China's economy grew in the first quarter of this year, exceeding expectations despite a series of complicated issues in the international arena, a Turkish economist has said.
The country's gross domestic product (GDP) grew 4.8 percent year-on-year to 27.02 trillion yuan ($4.24 trillion) in the first three months, quickening from a 4-percent increase in the fourth quarter last year, according to data from the National Bureau of Statistics (NBS) on Monday.
The quarterly growth in China exceeds market expectations, which were around 4.2 percent, Sinan Alcin, an economics and management consultant, told Xinhua in a recent interview.
China's value-added industrial output, an important economic indicator, went up 6.5 percent year-on-year in the first quarter of this year, data from the NBS showed.
In March alone, industrial output rose 5 percent year-on-year and 0.39 percent from the previous month, the NBS said.
Alcin, also an academic at the Istanbul-based Beykoz University, said the growth figures came amid the global inflation prompted by the long-lasting COVID-19 pandemic and the month-long crisis in Ukraine.
In his view, China would continue to contribute to the global economy, especially with the Belt and Road Initiative, and the Regional Comprehensive Economic Partnership (RCEP) agreement.

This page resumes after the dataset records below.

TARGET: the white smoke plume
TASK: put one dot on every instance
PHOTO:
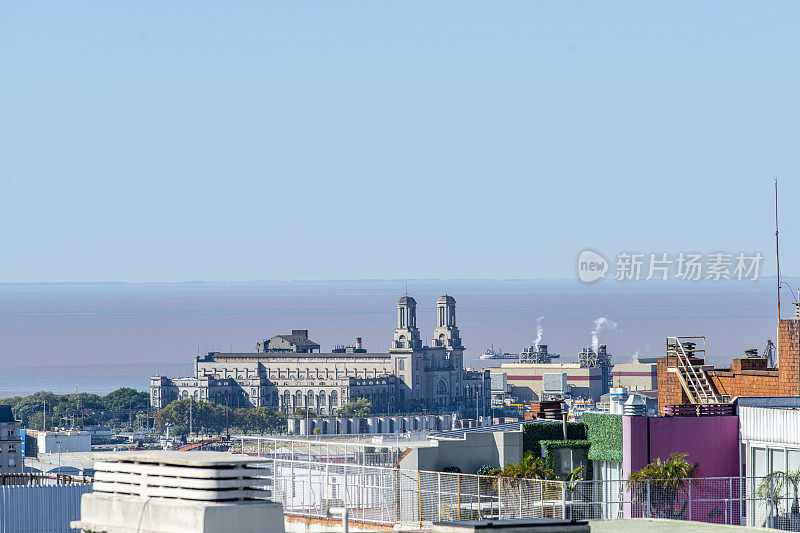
(539, 330)
(599, 325)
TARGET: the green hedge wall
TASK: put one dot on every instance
(551, 445)
(534, 433)
(604, 431)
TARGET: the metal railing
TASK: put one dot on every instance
(387, 496)
(693, 378)
(361, 452)
(41, 478)
(42, 508)
(391, 496)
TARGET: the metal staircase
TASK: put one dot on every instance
(693, 378)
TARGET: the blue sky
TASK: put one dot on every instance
(154, 141)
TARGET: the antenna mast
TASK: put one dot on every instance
(777, 251)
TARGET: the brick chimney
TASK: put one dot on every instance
(789, 356)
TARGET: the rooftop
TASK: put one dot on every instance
(6, 415)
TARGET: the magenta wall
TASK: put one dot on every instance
(711, 441)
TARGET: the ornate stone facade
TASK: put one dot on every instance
(287, 374)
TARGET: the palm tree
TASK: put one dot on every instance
(665, 479)
(529, 468)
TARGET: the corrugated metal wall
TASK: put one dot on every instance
(43, 508)
(771, 425)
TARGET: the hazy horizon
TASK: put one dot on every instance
(353, 140)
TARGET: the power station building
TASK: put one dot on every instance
(289, 372)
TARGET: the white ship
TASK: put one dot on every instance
(492, 354)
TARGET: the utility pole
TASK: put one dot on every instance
(777, 251)
(477, 404)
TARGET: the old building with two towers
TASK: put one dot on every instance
(289, 372)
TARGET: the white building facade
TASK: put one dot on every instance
(288, 372)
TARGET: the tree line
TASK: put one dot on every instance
(48, 410)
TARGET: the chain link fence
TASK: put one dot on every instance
(391, 496)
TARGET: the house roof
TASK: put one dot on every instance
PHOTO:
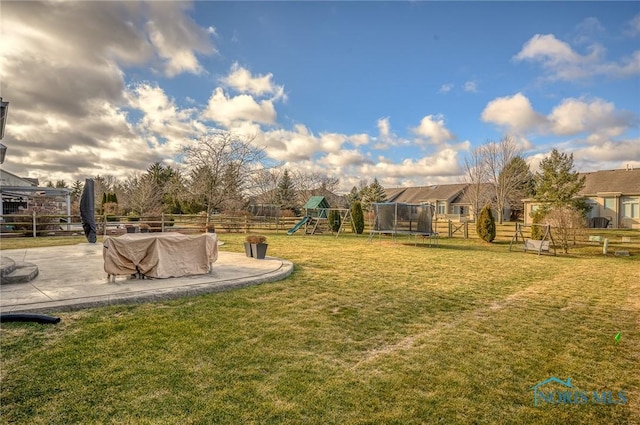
(317, 202)
(10, 179)
(626, 182)
(414, 195)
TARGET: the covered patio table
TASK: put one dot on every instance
(159, 255)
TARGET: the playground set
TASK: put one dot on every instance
(394, 218)
(542, 246)
(317, 215)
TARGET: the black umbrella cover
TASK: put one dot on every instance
(88, 211)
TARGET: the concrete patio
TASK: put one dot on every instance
(72, 277)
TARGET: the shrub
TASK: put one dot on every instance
(357, 217)
(256, 239)
(486, 224)
(334, 220)
(537, 232)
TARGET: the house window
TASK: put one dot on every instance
(610, 204)
(631, 207)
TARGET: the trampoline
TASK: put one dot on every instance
(394, 218)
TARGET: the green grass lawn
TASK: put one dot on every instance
(360, 333)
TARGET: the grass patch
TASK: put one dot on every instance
(360, 333)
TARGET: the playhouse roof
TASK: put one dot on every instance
(317, 202)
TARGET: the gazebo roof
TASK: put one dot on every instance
(317, 202)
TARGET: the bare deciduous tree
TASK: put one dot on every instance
(310, 184)
(220, 164)
(565, 222)
(263, 184)
(476, 176)
(141, 194)
(504, 179)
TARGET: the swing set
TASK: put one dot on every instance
(542, 246)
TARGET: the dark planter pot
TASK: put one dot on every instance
(259, 250)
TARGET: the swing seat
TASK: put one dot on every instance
(536, 245)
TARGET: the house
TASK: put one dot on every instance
(612, 194)
(451, 201)
(18, 193)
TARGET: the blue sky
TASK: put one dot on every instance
(399, 91)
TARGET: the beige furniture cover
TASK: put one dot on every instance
(160, 255)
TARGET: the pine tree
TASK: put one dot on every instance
(372, 194)
(353, 196)
(285, 192)
(486, 224)
(556, 184)
(335, 220)
(357, 217)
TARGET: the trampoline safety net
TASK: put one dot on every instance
(394, 217)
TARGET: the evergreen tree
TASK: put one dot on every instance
(285, 192)
(556, 184)
(486, 224)
(353, 196)
(519, 179)
(335, 220)
(76, 190)
(371, 194)
(357, 217)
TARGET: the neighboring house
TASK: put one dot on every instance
(18, 193)
(612, 194)
(450, 200)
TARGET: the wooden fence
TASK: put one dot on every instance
(34, 225)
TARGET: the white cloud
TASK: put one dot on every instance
(344, 158)
(471, 87)
(587, 30)
(384, 128)
(445, 88)
(633, 27)
(386, 137)
(162, 117)
(443, 163)
(176, 38)
(514, 113)
(241, 80)
(62, 65)
(226, 110)
(561, 62)
(596, 116)
(432, 127)
(359, 139)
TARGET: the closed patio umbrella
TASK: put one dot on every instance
(87, 211)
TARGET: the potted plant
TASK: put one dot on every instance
(258, 246)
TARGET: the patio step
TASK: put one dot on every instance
(17, 272)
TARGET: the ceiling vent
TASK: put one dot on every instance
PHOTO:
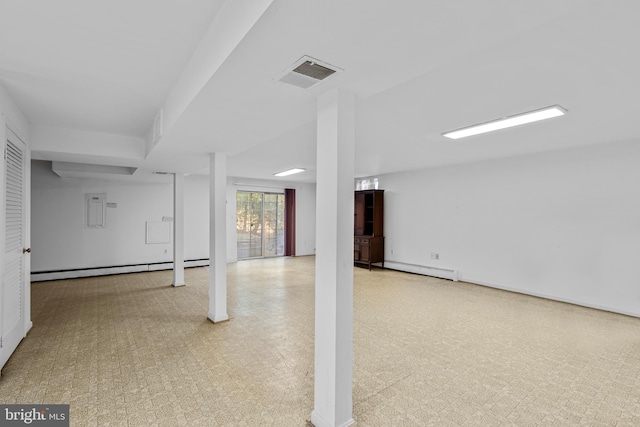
(307, 72)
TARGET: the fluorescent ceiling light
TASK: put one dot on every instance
(520, 119)
(289, 172)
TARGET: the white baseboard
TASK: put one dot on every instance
(551, 297)
(425, 270)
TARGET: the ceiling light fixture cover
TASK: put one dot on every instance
(289, 172)
(519, 119)
(307, 72)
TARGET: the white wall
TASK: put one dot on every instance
(62, 242)
(60, 239)
(562, 224)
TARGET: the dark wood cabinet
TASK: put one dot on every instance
(368, 240)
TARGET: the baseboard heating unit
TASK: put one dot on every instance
(106, 271)
(424, 270)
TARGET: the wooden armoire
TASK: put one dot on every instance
(368, 240)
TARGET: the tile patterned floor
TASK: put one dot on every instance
(130, 350)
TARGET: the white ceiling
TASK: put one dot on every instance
(419, 68)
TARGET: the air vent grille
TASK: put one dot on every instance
(307, 72)
(313, 70)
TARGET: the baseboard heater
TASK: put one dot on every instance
(41, 276)
(424, 270)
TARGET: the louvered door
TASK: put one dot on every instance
(13, 305)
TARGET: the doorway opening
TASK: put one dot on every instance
(260, 224)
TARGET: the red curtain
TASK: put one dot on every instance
(289, 222)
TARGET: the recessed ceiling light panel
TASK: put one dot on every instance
(289, 172)
(519, 119)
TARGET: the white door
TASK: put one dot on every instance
(12, 291)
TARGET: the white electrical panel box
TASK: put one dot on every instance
(158, 232)
(96, 210)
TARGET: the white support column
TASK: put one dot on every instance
(334, 261)
(218, 237)
(178, 229)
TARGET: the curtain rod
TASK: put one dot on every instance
(256, 185)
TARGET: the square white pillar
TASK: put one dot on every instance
(334, 261)
(178, 229)
(218, 237)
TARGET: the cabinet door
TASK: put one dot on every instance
(359, 217)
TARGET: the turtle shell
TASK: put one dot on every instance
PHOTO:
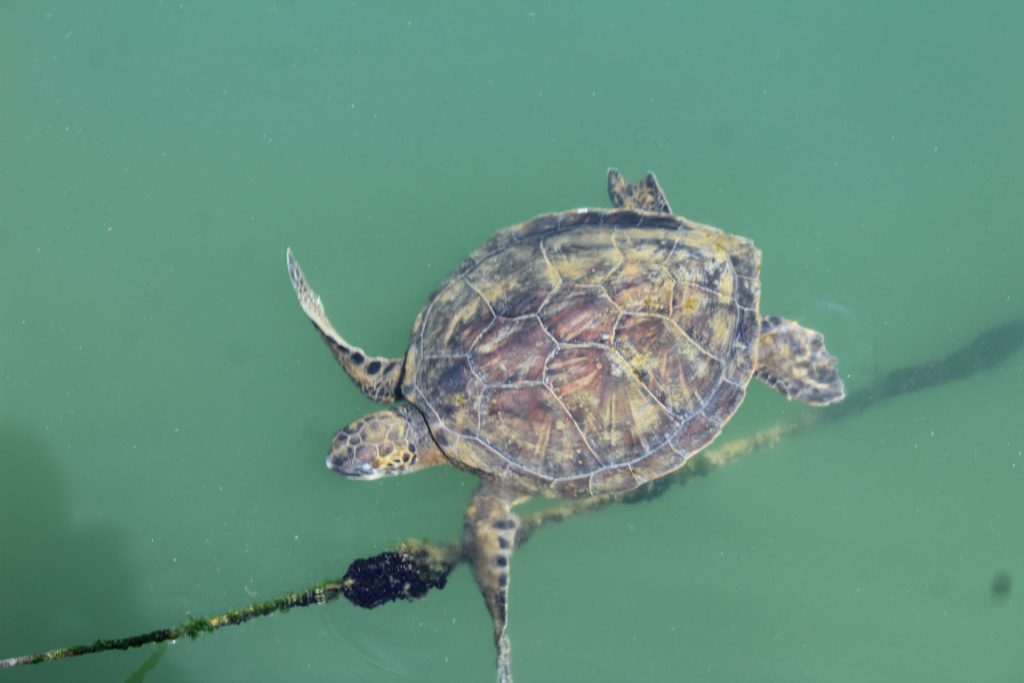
(587, 351)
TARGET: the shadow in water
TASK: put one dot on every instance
(57, 581)
(986, 351)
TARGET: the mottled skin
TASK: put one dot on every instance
(579, 353)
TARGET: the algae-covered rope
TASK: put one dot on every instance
(409, 571)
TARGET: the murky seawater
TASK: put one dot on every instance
(165, 407)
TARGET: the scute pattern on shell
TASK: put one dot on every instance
(587, 351)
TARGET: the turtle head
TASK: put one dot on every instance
(384, 443)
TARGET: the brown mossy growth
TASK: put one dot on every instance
(406, 573)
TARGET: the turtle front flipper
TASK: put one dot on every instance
(377, 377)
(489, 538)
(645, 196)
(794, 360)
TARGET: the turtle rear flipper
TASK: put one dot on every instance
(794, 360)
(377, 377)
(645, 196)
(489, 538)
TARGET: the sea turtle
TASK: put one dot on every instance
(578, 353)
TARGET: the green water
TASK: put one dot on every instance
(165, 407)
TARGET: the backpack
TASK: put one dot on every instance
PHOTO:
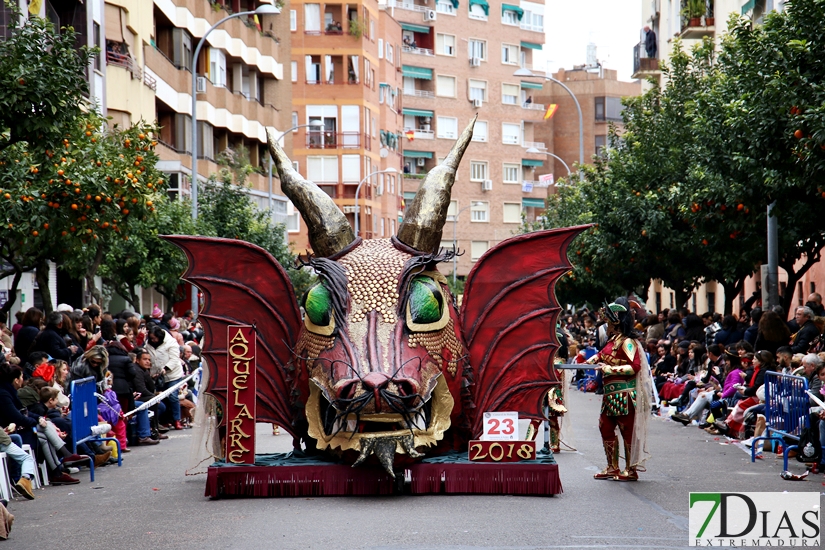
(809, 449)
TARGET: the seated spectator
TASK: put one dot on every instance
(21, 464)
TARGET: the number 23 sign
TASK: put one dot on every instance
(500, 426)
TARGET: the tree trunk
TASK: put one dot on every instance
(15, 282)
(41, 275)
(92, 292)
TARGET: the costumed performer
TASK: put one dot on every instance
(627, 386)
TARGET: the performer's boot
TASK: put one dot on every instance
(629, 473)
(611, 451)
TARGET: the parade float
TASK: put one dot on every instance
(384, 382)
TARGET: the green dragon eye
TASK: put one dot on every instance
(425, 303)
(318, 305)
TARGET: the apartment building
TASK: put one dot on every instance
(346, 108)
(690, 21)
(458, 59)
(600, 93)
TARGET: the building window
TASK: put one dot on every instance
(480, 211)
(509, 94)
(510, 133)
(601, 142)
(509, 54)
(445, 44)
(478, 170)
(477, 48)
(478, 248)
(512, 212)
(510, 173)
(478, 89)
(480, 131)
(609, 108)
(312, 18)
(322, 169)
(445, 86)
(447, 127)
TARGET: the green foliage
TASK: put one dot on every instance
(42, 82)
(226, 210)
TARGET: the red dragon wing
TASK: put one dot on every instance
(243, 284)
(508, 317)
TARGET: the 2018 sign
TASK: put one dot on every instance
(504, 451)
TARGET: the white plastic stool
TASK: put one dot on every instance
(44, 473)
(5, 482)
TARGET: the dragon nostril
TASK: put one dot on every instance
(375, 380)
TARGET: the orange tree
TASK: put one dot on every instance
(71, 199)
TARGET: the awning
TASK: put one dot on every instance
(509, 7)
(418, 154)
(483, 3)
(415, 28)
(417, 112)
(417, 72)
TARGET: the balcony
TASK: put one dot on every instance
(643, 66)
(332, 140)
(418, 51)
(419, 93)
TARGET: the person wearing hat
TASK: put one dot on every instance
(627, 394)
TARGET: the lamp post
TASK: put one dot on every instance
(534, 151)
(358, 192)
(264, 9)
(527, 73)
(455, 242)
(314, 124)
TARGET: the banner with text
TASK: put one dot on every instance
(240, 399)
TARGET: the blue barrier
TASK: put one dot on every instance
(84, 418)
(787, 410)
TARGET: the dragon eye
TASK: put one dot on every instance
(317, 303)
(425, 304)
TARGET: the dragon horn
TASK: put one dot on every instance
(329, 230)
(426, 215)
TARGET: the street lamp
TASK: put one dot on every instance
(534, 151)
(455, 242)
(527, 73)
(358, 191)
(263, 9)
(313, 124)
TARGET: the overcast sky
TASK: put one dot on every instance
(613, 25)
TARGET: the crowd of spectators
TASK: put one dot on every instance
(132, 358)
(709, 370)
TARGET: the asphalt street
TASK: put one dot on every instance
(150, 503)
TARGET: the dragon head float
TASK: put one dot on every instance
(383, 362)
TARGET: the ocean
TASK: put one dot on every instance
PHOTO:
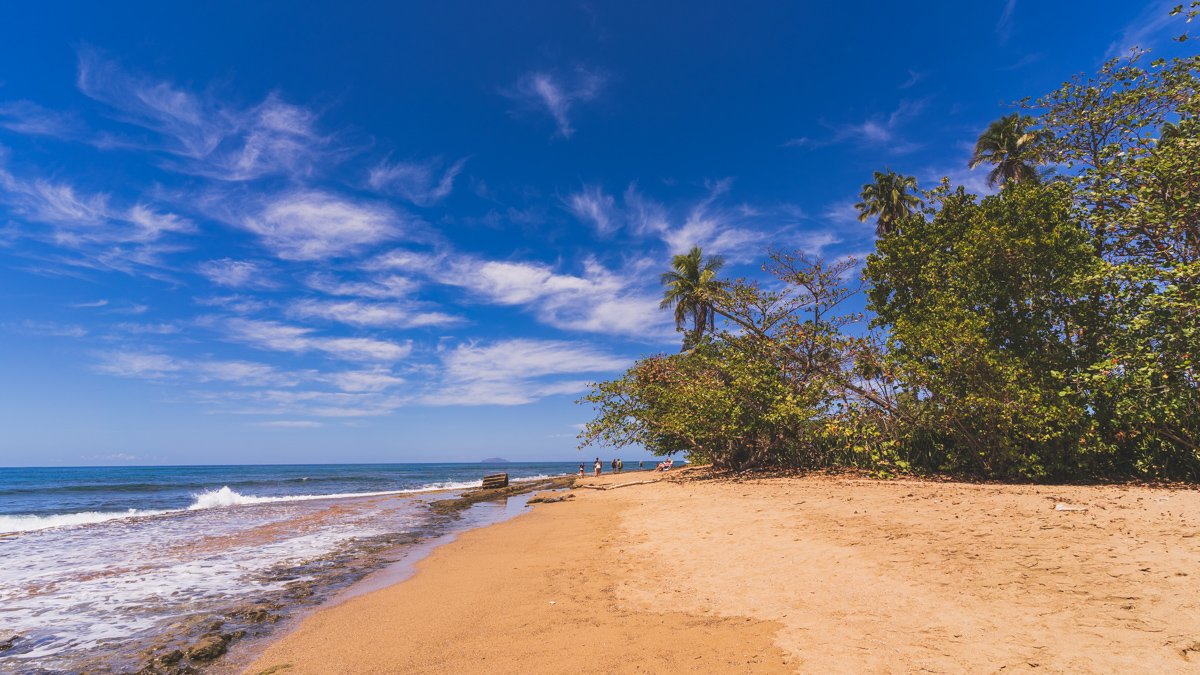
(105, 568)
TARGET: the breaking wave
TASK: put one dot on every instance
(210, 499)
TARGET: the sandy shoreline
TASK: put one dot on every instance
(799, 574)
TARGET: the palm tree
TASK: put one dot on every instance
(690, 285)
(889, 198)
(1013, 148)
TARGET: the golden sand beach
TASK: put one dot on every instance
(815, 574)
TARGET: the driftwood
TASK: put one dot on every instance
(617, 485)
(550, 499)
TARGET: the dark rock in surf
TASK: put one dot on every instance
(208, 647)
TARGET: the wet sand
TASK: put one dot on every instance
(813, 574)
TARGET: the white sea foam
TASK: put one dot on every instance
(30, 523)
(211, 499)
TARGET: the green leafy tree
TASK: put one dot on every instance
(689, 288)
(1131, 137)
(888, 199)
(981, 305)
(1014, 149)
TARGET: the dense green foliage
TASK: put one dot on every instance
(889, 198)
(1048, 332)
(690, 280)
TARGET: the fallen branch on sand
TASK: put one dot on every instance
(550, 499)
(617, 485)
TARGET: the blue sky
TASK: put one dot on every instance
(251, 232)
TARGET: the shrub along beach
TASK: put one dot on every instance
(1049, 332)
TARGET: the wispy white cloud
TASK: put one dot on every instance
(49, 328)
(599, 300)
(1147, 29)
(879, 131)
(594, 207)
(204, 136)
(304, 402)
(1025, 60)
(30, 119)
(558, 94)
(238, 274)
(424, 183)
(291, 424)
(310, 225)
(285, 338)
(1005, 23)
(378, 315)
(390, 286)
(99, 303)
(147, 364)
(358, 381)
(517, 371)
(96, 233)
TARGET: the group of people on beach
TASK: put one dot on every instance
(598, 467)
(617, 466)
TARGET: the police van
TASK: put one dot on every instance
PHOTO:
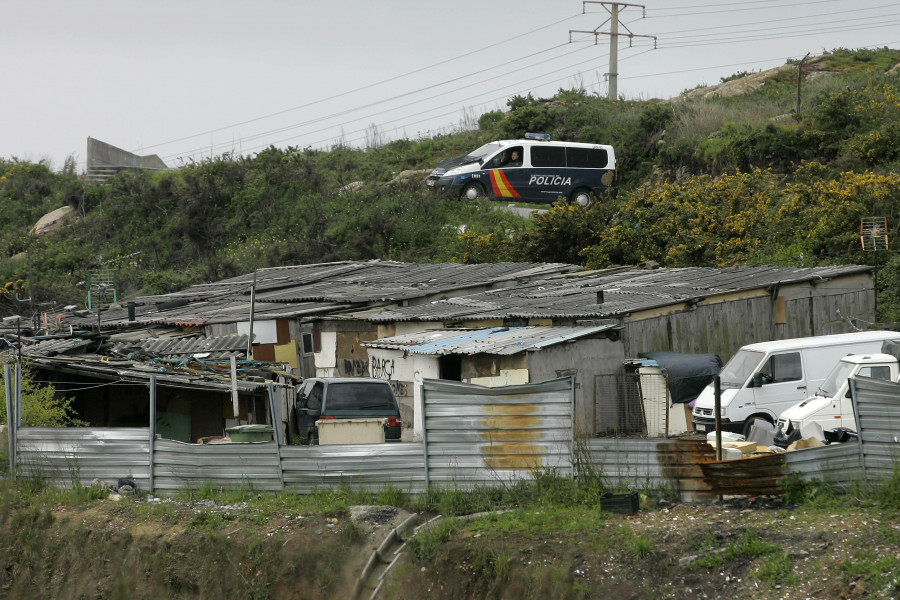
(533, 169)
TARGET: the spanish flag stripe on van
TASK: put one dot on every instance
(501, 185)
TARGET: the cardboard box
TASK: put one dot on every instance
(351, 431)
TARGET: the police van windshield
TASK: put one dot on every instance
(739, 368)
(477, 155)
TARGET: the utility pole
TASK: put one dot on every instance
(800, 79)
(613, 9)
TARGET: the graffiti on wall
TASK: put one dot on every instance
(383, 368)
(401, 389)
(353, 367)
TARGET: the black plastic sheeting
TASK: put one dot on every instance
(688, 373)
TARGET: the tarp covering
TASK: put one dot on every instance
(688, 373)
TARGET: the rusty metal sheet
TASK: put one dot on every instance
(476, 436)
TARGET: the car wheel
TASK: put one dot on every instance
(582, 197)
(472, 191)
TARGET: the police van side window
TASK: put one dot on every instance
(782, 367)
(548, 156)
(586, 158)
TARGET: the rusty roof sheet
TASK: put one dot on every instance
(623, 292)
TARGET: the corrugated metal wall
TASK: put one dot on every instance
(474, 436)
(836, 463)
(484, 436)
(178, 465)
(876, 405)
(722, 328)
(369, 466)
(63, 455)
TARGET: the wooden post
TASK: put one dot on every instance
(152, 427)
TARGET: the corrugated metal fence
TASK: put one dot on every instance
(483, 436)
(876, 406)
(473, 437)
(477, 436)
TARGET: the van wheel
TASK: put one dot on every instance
(582, 197)
(748, 424)
(473, 191)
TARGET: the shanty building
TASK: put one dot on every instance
(686, 310)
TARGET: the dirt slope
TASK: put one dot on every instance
(200, 550)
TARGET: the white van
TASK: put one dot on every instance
(763, 380)
(831, 405)
(529, 170)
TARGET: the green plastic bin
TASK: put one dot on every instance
(251, 433)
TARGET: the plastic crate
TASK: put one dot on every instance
(623, 504)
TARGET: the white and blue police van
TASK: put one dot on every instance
(533, 169)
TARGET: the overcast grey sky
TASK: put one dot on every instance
(198, 78)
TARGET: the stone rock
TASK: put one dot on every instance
(54, 220)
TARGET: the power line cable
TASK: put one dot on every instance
(362, 88)
(351, 110)
(806, 22)
(256, 136)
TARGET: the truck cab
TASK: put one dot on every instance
(831, 406)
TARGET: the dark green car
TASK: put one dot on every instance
(345, 398)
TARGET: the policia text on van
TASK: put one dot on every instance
(530, 170)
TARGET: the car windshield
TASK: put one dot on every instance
(480, 153)
(835, 379)
(360, 396)
(739, 368)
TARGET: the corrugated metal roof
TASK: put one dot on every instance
(222, 346)
(58, 346)
(576, 296)
(494, 340)
(295, 291)
(130, 371)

The RCEP, the world's largest free trade deal to date, covers 10 member states of the Association of Southeast Asian Nations and its five free trade agreement partners, namely China, Japan, the Republic of Korea, Australia, and New Zealand.
The RCEP countries account for roughly 30 percent of the world's gross domestic product and population. Over 90 percent of trade in goods among approved member states will gradually be tariff-free.
China's role in regional economic growth and global development would be very important, Alcin said.